This week’s online updates concern direct messaging, with Facebook and LinkedIn both making surprising changes to their service. We also take a look at Google’s trial of infinite scrolling for mobile search results, which may curtail businesses hellbent upon landing on the first page.
LinkedIn Updates Direct Messaging by Providing GIF Support
Do we need GIFs to make a point in professional online communication? LinkedIn think so.
LinkedIn has formed a partnership with Tenor, a company recently acquired by Google, that will allow for GIF support in direct messaging. Tenor’s platform allows for LinkedIn users to immediately search for and send GIFs in the same way we use Facebook Messenger.
LinkedIn drew upon research that found 7 in 10 Americans use GIFs and visuals in online communication. Some parties have suggested that GIF support may be inappropriate for a professional network such as LinkedIn, but the professional social platform is going ahead with the plan. They have acknowledged such concerns by releasing a disclaimer that urges users to ‘…think about your company’s culture, your professional relationship with the person, and the industry you work in to decide if it makes sense to send a GIF.’
The company has already begun to introduce the new update, with worldwide support expected in the next few weeks.
Google Considers Switch to Infinite Scrolling for Mobile Search Results
Marketers have long since championed the importance of appearing on Page One in Google search, but these days may be over as far as mobile is concerned.

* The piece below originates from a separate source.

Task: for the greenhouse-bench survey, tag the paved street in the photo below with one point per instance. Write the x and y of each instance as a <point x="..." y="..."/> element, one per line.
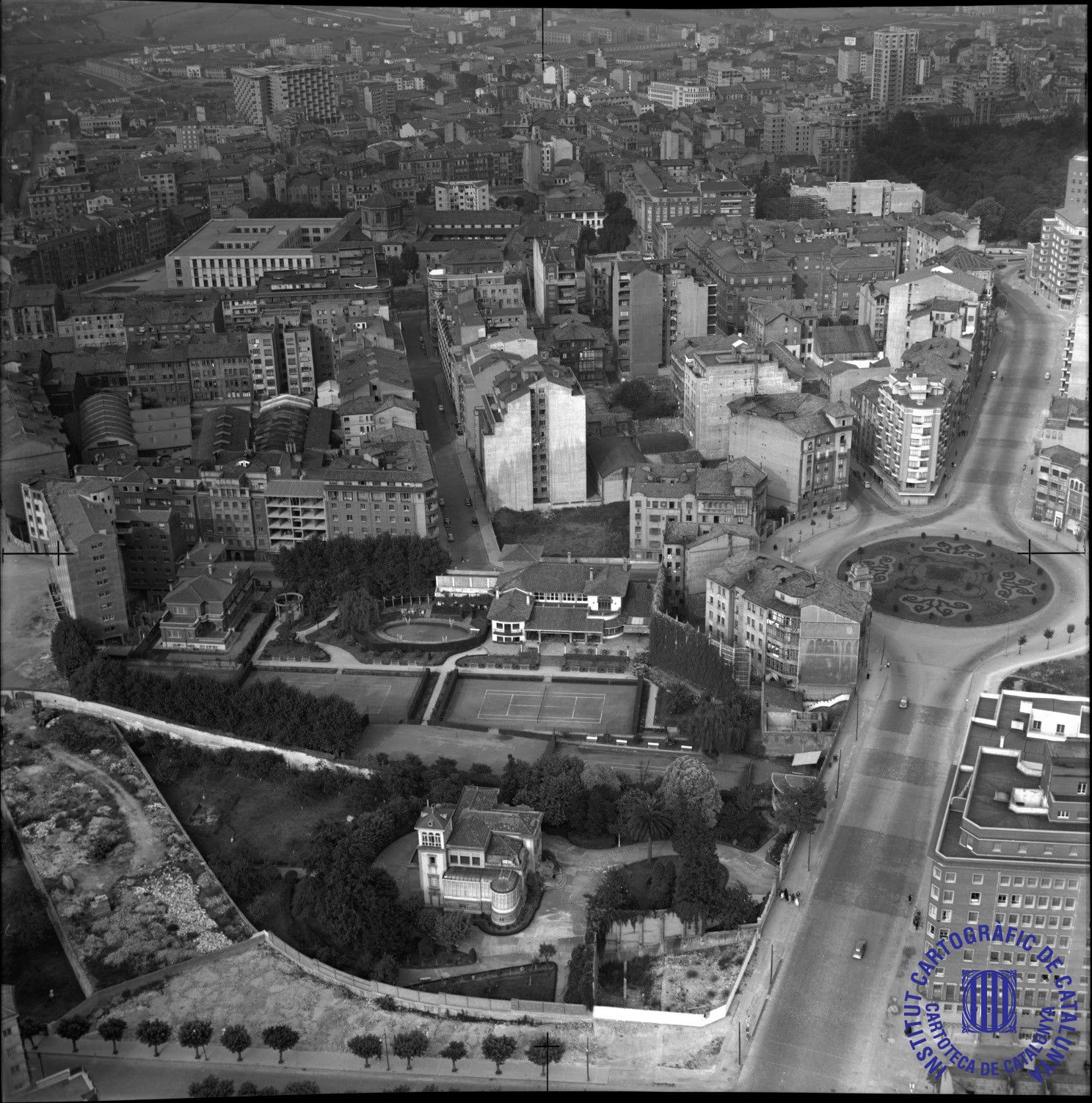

The search giant is trialling infinite scrolling for mobile, where the standard page results you see in a Google search are replaced by a ‘More Results” button which loads further results on the same page. This is what appeared when I performed a standard Google search on an Android phone today.

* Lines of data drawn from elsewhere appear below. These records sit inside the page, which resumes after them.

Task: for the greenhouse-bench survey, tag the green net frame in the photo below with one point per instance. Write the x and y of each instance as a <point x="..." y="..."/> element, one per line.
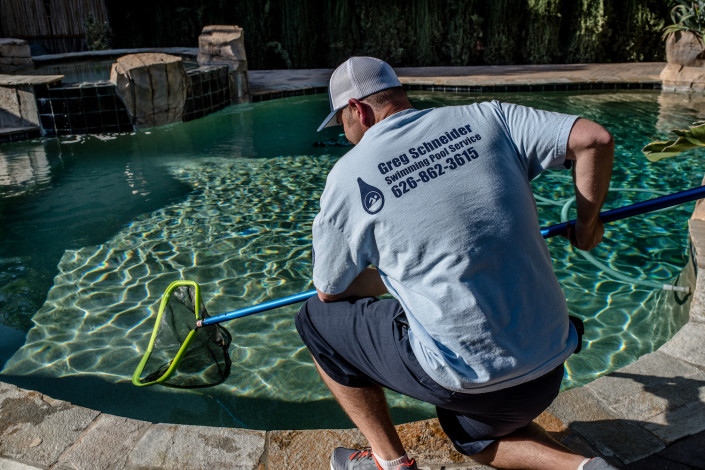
<point x="179" y="354"/>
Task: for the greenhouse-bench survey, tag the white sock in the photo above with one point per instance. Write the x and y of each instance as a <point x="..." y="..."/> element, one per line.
<point x="582" y="464"/>
<point x="392" y="464"/>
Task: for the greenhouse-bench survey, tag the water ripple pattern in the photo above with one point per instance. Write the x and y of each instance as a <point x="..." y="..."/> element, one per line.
<point x="243" y="235"/>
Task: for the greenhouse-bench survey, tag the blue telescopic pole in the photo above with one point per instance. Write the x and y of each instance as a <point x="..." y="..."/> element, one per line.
<point x="559" y="229"/>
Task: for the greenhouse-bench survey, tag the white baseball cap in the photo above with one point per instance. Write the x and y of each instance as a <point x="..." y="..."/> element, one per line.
<point x="358" y="78"/>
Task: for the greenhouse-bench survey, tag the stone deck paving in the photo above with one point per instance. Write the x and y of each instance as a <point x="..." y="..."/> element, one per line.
<point x="648" y="415"/>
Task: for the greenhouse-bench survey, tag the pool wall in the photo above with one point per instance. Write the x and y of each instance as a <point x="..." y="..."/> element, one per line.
<point x="141" y="92"/>
<point x="97" y="107"/>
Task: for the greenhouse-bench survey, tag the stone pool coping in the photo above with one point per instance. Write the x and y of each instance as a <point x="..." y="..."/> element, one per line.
<point x="649" y="414"/>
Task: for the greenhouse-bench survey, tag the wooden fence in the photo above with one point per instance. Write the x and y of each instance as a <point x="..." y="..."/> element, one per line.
<point x="55" y="25"/>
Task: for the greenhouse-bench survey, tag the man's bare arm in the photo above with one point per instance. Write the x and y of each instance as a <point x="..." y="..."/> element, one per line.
<point x="591" y="146"/>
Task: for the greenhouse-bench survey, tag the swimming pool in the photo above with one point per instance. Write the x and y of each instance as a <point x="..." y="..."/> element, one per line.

Google has confirmed that the feature is only a test at this stage, with user feedback likely to dictate whether it becomes permanent. The new feature is present across multiple mobile browsers that we tested, meaning that Google are likely testing it on a large scale.

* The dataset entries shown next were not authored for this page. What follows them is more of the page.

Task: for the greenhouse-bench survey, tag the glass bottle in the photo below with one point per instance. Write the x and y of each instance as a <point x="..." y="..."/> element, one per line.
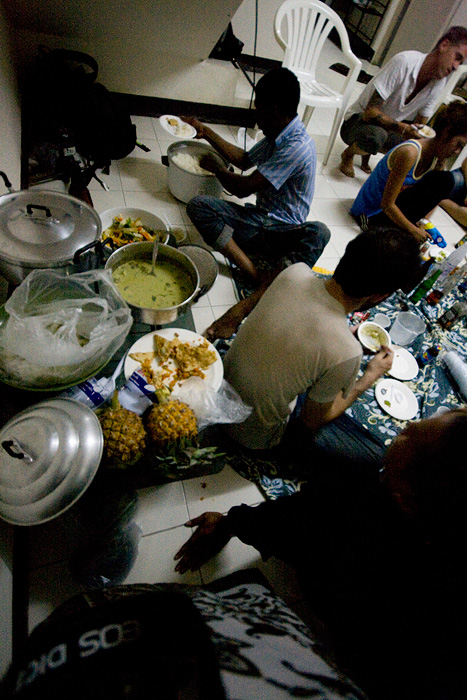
<point x="454" y="314"/>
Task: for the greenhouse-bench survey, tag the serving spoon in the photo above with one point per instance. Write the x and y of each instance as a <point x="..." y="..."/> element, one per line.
<point x="155" y="250"/>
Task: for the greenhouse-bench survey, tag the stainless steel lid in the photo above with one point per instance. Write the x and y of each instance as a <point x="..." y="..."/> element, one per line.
<point x="49" y="455"/>
<point x="40" y="226"/>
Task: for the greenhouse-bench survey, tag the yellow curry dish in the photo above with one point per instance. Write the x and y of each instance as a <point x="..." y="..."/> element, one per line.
<point x="124" y="231"/>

It remains to be seen whether this new feature will change the way marketers think about page rankings.
Facebook Will Allow Messenger Users to ‘Unsend’ Their Messages Soon
Embarrassing autocorrect fails may be a thing of the past within Facebook Messenger, with a retraction feature supposedly on the way for all users.
TechCrunch reported earlier in the month that certain Facebook messages sent by Mark Zuckerberg and top executives at Facebook were deleted from relevant inboxes. After being presented evidence of this, a Facebook spokesperson announced that an ‘Unsend’ feature is being prepped and all users will be able to make use of it in coming months.
It is unconfirmed at this point how the retraction feature will work, but TechCrunch were told that an expiration timer is the likely format. When sending a message, Messenger users will be able to set a time, after which the message in question disappears from the inbox of the sender and recipient.
It is debatable whether a retraction feature is a good idea from a business perspective. Users could become more willing to send inflammatory or confidential messages through Messenger, safe in the knowledge that the content will eventually disappear. Details are light on the ground at the moment, but business owners who use Messenger should keep their eyes open for the change in coming months.